When all was ready for the meal the mate appeared, from I know not
where, and took his seat opposite the skipper, and I drew my stool
between them, while the man Jerry sat nearer the fire on an
upturned cask.
The mate, whose name was Peter Brown, was a red-faced little man
with a nose that had a decided list to the starboard, very untidy
in his dress, and given a bit to swearing, but a real good sort of
fellow, as I afterwards found, and a capital seaman. He had served
in English ships in the Baltic trade, but getting knocked about in
a storm rounding Cape Wrath, breaking his arm and his nose, he had
been put ashore at Kirkwall, where he had met with Captain Flett
and joined the Falcon, thirteen years before this time.

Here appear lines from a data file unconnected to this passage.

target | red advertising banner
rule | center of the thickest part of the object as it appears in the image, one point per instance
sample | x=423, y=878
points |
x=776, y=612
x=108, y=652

"And now, my lad," said Flett, blowing a hot potato that he held in
his horny hand, "what brings ye all the way to Kirkwall on a cold
day like this? Ye didna tell us that."
"Well, captain," I said, looking down at my platter and wondering
how I could eat its plentiful contents, hungry though I was, "I
just sauntered along to see if I could get some work. My mother's
sorely needin' help now, ye ken, since father was drowned, and I
maun be doing something."
"Ay, ye're right there, lad; ye're right there. But what kind o'
work were ye seekin'?"
"I carena what it be, if it's just work," I replied.